60B Two-Tower Architecture, Parallel Processing to Improve Generation Efficiency

The model has a total parameter count of 60B, split into two independent 30B neural networks working collaboratively. Each tower activates 3B parameters and is equipped with 128 routable expert modules. The context tower is fixed and frozen, responsible for retaining the overall semantic information; the denoising tower is specifically trained, generating text in parallel using the diffusion mechanism, and the two towers exchange data through cross-attention.

Traditional models output tokens sequentially one by one, while the two-tower architecture can write text in parallel, greatly increasing the inference throughput, while maintaining speed and output quality. Benchmark test results show that the model's comprehensive capabilities retain 98.7% of the original level, and the text generation throughput is directly increased by 2.42 times, with only slight declines in code and math tasks.

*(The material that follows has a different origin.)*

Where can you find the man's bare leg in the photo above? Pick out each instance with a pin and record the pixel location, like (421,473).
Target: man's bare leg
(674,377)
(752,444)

Open Source Deployment, Suitable for Multi-Scenario Inference

The model is released under NVIDIA's exclusive open-source license, allowing developers to freely download and test, as well as commercial deployment. It requires pairing two H100 or A100 80GB GPUs, with a single card only supporting pure autoregressive mode. Full two-tower inference requires dual-card collaboration. Testing covers multiple tasks such as common sense, mathematics, code, and reading comprehension, with most indicators remaining comparable to the original version, balancing generation speed and content quality.